After putting her life together anew, Cassandra launched a fresh line of furniture and homewares, working with independent craftspeople across Britain to bring her designs to life. Realizing she had a creative itch to scratch, she established a shop on Etsy to share her contemporary digital sewing patterns (for simple, elegant robes, aprons, loungewear and more) with the masses, providing an accessible DIY complement to her high-end interior goods. In the process, she's created a distinctive one-woman lifestyle brand that's like Kinfolk magazine come to life.
We caught up with Cassandra to learn more about how she got started making and why she’s so passionate about teaching others her craft.
So, you have a high-end home line, as well as a collection of digital sewing patterns on Etsy. These are seemingly very different businesses. How did that come to be?
As much as I love doing interiors and furniture, I'm really passionate about helping people to make and create. All my sewing patterns are created with home at the center: beautiful and useful clothes, homewares and accessories that are simple in design and construction; contemporary shapes and silhouettes with well-thought-through, practical details. They are items we all need and want around us. I put as much effort into designing a wrap or a dressing gown as I would a sofa.

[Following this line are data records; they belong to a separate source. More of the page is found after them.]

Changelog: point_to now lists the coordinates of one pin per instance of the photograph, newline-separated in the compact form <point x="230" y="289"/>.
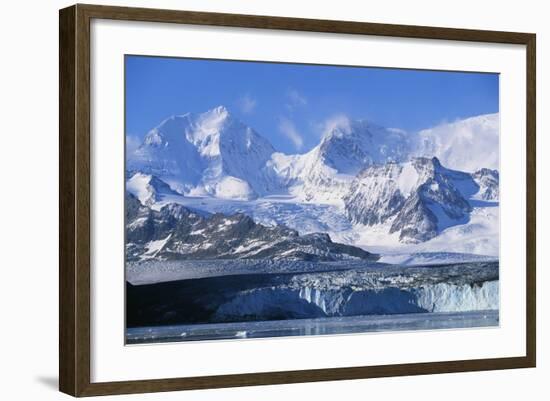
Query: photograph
<point x="274" y="199"/>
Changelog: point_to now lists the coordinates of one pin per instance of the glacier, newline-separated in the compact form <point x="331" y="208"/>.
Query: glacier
<point x="283" y="293"/>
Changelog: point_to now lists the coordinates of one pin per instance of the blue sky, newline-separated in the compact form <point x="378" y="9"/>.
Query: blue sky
<point x="289" y="104"/>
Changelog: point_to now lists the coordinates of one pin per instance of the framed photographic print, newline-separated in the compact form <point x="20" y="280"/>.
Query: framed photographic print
<point x="307" y="198"/>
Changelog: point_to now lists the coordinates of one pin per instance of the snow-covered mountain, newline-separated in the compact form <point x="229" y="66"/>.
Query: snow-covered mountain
<point x="324" y="173"/>
<point x="176" y="232"/>
<point x="419" y="198"/>
<point x="148" y="188"/>
<point x="210" y="153"/>
<point x="362" y="184"/>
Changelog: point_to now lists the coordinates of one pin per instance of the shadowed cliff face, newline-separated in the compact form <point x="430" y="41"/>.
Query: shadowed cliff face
<point x="420" y="198"/>
<point x="259" y="297"/>
<point x="176" y="232"/>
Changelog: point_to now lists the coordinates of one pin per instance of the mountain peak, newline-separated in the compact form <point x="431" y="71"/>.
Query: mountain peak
<point x="219" y="111"/>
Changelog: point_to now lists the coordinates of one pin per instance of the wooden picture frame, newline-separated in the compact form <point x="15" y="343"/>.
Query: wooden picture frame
<point x="75" y="207"/>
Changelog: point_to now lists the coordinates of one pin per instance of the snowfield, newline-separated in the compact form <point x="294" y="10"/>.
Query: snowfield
<point x="433" y="192"/>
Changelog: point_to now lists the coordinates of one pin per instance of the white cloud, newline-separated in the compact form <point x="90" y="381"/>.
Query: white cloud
<point x="132" y="143"/>
<point x="340" y="121"/>
<point x="295" y="99"/>
<point x="247" y="104"/>
<point x="288" y="128"/>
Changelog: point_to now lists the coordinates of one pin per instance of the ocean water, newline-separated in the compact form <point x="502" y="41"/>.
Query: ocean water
<point x="309" y="327"/>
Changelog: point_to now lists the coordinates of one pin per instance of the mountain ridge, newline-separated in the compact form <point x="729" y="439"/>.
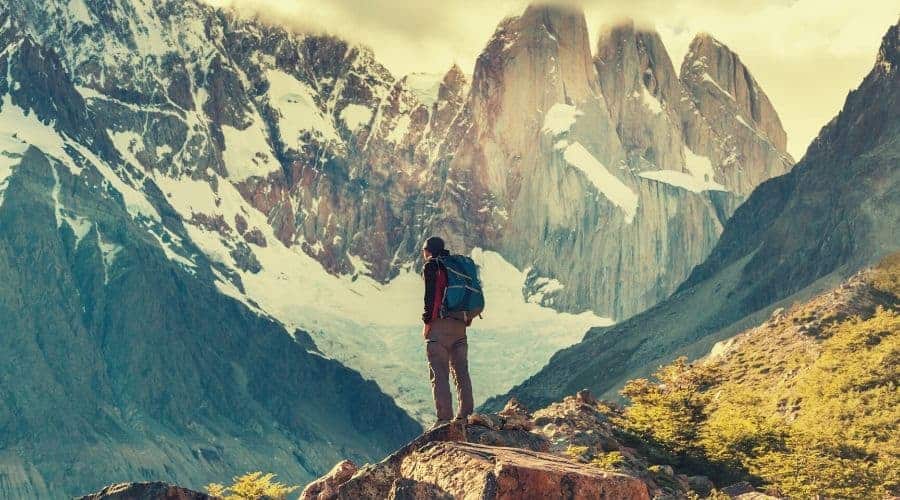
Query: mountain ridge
<point x="796" y="235"/>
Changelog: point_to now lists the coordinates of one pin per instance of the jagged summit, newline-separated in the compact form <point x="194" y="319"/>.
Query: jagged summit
<point x="710" y="62"/>
<point x="796" y="235"/>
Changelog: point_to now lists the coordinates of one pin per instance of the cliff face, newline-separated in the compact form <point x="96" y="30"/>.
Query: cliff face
<point x="605" y="161"/>
<point x="120" y="357"/>
<point x="254" y="162"/>
<point x="795" y="235"/>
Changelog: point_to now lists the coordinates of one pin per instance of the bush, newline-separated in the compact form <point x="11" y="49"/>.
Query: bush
<point x="252" y="486"/>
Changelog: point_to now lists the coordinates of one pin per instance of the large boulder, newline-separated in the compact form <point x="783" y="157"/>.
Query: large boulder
<point x="469" y="470"/>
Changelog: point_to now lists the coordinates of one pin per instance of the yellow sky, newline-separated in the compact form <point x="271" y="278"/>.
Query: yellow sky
<point x="806" y="54"/>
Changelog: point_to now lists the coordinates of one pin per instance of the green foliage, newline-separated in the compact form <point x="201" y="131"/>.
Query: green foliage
<point x="821" y="418"/>
<point x="886" y="276"/>
<point x="579" y="453"/>
<point x="612" y="460"/>
<point x="252" y="486"/>
<point x="670" y="410"/>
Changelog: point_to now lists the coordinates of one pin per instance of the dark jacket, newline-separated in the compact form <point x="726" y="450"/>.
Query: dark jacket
<point x="435" y="282"/>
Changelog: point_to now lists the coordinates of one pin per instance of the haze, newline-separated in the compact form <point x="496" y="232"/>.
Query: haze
<point x="806" y="54"/>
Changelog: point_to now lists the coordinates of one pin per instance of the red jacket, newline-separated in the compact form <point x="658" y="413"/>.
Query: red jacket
<point x="435" y="284"/>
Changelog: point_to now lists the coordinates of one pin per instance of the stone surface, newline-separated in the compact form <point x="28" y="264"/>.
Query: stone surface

And sewing is an especially accessible craft, is it not? You cannot learn to be a furniture maker in an afternoon, but you can learn to sew. It was really important for me to encourage people who will never buy one of my sofas that they can still make beautiful things and enjoy that same level of design. On Etsy, there’s a whole community of people who want to create, so it’s the perfect platform to share my digital sewing patterns. And with patterns, it’s all about how you take a design and make it yours.
I learned to sew when I was about five. My mum had to work quite a few jobs to keep the roof over our heads, and she worked sewing in a factory. In the evenings, she used to bring piecework home and sew all night — she would live on about three hours of sleep. As a child, in my sleep, all I could hear was the machine sewing; I’d literally fall asleep and wake up to the sound. So I learned to sew straightaway as a child, although both of my sisters rejected it completely.

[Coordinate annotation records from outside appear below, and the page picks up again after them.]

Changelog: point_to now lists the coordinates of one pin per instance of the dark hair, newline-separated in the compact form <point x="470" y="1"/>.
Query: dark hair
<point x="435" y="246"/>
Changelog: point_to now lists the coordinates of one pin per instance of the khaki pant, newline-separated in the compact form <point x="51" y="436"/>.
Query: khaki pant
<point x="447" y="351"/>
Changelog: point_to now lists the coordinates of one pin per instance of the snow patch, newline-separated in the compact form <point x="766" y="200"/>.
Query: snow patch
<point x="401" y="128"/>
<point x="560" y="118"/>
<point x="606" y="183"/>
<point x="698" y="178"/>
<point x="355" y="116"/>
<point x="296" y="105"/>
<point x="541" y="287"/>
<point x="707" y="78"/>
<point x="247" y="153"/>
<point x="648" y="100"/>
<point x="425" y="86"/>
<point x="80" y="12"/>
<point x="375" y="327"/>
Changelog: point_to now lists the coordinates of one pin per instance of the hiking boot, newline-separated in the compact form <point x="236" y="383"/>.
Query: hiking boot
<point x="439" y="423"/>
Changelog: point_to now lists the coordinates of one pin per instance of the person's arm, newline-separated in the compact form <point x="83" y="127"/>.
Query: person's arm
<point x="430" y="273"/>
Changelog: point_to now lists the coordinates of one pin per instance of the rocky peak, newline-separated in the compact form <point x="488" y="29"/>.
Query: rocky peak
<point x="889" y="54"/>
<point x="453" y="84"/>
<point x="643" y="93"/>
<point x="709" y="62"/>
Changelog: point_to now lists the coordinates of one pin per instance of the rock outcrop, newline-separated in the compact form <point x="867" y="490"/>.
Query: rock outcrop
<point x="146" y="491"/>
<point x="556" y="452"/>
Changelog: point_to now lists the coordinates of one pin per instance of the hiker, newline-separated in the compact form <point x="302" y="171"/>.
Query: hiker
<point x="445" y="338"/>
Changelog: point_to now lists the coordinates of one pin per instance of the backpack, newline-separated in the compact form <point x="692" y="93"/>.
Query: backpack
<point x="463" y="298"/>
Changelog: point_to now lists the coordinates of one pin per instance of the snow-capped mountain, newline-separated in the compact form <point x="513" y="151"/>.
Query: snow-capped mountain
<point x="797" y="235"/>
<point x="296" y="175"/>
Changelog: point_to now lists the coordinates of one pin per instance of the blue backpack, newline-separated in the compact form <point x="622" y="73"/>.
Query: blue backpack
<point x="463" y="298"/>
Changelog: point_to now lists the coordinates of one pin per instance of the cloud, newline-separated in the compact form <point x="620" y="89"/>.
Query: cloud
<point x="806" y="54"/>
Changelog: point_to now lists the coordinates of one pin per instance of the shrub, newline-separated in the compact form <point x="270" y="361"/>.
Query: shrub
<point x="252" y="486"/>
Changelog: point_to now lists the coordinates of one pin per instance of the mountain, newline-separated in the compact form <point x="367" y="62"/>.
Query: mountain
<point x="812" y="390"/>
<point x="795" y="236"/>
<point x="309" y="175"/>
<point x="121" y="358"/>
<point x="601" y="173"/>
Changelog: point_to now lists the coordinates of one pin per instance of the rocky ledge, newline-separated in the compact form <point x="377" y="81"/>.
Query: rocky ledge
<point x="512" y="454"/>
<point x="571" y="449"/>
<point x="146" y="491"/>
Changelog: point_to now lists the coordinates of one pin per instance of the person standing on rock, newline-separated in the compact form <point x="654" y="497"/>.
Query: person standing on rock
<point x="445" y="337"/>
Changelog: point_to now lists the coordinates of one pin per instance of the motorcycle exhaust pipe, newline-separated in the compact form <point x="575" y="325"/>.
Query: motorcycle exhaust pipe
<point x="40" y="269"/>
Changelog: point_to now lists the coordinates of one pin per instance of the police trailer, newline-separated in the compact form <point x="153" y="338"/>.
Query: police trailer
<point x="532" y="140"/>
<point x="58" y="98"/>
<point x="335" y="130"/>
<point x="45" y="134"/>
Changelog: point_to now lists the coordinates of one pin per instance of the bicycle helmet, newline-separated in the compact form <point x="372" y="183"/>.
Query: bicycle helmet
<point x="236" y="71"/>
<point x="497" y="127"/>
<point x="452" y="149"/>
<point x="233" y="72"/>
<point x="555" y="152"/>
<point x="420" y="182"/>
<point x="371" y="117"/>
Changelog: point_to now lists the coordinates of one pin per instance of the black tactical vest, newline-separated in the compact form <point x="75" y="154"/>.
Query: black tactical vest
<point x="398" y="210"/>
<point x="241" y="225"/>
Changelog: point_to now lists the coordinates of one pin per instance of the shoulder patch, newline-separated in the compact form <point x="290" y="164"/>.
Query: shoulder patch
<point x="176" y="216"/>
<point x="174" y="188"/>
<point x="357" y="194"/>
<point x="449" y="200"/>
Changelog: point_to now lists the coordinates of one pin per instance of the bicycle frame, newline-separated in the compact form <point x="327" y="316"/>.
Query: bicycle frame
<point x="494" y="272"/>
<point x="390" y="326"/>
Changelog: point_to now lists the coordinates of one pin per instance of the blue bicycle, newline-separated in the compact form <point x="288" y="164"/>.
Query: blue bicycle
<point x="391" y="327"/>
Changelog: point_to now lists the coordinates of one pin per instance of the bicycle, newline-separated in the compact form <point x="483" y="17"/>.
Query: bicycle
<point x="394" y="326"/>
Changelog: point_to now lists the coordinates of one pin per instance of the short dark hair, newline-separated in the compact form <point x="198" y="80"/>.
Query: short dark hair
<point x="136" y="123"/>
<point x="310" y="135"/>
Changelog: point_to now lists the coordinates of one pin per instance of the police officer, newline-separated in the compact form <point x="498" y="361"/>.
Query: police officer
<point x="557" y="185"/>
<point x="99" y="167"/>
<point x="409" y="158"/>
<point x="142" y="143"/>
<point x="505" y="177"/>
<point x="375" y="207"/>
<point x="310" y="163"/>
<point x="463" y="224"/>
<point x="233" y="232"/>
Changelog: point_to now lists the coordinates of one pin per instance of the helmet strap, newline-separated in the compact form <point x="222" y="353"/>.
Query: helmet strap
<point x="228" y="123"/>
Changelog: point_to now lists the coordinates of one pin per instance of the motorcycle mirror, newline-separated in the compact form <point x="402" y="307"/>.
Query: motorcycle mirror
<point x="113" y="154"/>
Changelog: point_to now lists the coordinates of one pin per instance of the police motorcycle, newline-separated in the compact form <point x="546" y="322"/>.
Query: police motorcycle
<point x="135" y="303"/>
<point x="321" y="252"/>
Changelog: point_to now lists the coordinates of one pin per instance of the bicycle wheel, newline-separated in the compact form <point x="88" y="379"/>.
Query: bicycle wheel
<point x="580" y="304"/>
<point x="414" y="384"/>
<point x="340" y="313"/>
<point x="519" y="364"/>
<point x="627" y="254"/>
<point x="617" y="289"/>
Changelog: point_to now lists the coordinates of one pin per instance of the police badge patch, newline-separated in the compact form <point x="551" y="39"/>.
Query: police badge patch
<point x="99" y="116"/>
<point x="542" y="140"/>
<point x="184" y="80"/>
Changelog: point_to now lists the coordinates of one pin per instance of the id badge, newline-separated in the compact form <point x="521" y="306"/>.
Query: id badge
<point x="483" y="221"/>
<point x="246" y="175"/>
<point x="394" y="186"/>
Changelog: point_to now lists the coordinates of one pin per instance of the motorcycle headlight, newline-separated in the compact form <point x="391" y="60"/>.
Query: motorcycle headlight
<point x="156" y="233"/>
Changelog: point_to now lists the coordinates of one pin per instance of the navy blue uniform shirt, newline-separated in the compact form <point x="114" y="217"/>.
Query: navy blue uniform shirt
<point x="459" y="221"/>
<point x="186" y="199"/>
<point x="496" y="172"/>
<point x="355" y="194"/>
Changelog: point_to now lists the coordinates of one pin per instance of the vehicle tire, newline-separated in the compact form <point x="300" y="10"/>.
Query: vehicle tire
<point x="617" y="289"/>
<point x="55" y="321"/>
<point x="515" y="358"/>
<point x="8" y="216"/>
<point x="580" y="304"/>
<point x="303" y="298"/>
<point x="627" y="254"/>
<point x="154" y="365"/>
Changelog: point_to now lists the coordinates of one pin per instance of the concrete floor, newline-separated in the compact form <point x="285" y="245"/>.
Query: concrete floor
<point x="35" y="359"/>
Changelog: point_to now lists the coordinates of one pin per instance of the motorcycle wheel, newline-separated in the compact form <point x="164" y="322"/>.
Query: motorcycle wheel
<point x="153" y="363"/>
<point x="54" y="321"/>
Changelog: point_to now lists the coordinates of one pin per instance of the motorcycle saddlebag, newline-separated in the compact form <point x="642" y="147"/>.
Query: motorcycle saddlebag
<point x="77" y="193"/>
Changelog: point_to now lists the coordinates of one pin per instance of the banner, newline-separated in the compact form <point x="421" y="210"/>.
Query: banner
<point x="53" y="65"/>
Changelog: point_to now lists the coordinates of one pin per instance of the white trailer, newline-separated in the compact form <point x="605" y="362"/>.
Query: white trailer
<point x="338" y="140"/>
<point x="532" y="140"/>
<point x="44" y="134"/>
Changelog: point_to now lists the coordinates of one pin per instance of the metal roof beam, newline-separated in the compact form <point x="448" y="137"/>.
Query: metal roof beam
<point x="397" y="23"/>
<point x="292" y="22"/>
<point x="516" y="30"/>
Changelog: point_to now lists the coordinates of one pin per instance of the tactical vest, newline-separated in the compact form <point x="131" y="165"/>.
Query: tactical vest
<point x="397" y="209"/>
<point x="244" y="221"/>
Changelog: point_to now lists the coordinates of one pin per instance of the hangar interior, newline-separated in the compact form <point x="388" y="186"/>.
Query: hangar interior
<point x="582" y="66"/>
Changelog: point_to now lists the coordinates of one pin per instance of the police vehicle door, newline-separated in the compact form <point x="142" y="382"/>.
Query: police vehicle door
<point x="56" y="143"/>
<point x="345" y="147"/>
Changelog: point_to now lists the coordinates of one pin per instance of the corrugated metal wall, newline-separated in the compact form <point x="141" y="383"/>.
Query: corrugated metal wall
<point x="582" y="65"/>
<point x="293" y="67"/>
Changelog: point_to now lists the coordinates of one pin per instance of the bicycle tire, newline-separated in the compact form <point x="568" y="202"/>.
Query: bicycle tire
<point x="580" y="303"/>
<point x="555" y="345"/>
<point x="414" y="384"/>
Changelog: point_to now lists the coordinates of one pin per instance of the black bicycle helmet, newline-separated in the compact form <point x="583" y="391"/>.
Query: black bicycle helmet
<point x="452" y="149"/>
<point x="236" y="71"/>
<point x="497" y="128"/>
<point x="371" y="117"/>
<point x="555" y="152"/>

When I was in high school, I was bigger than the other kids, so there weren’t a lot of options for buying clothes. I was forced to make my own, and it opened up a whole new world for me. I realized that if I wanted to look a certain way, I had to make it happen myself.
Did you always know you wanted to be a maker?
Well, I didn’t know it could be a career. Growing up in rural New Zealand, there weren’t a lot of choices, and I was always told I had to go a certain route. When I was a teenager, I used to come into school on Monday and say, “Oh my God, did you watch that documentary on Christian Dior?” And my classmates would say, “Are you kidding? Did you watch the rugby?” I was weird — I had a Vogue subscription from the age of fifteen, even though it was really financially stressful.
I didn't know I could be a maker, and then I just sort of did it — I taught myself and I practiced until I thought I was good enough. Suddenly I realized that nobody could tell me I couldn’t do it, so I just started, and now I can't imagine not doing it because it's so fundamental to who I am.
I've always said my aesthetic is simple, useful, beautiful. I think probably the overarching feeling is that it's quiet. If I design a space, it's a quiet shell — it allows the person to spring forth rather than fight with it. The same goes for clothing or accessories — they’re not going to scream at you. They allow you to look your best.
Whether it's a sofa or a dressing gown, all of your designs seem to map back to the idea of home. Why is that?
I think your relationship with home is very much rooted in your childhood. My parents divorced when I was very young, and divorcing in New Zealand in the 1970s wasn’t easy — in fact, it was illegal for a woman to have a mortgage. My mum raised us, so home became a very important thing for me from about the age of three.
Today I have two homes: We have an apartment in London and a small cottage with a garden in the countryside. For me, home is someplace safe, someplace nurturing and uplifting. It's quiet, and it's generous because we love having people over. It's also full of books and my two dogs, and it's a very creative space. I think it’s really important to understand the individualness of home. Decoration is lovely, but it's not what home is.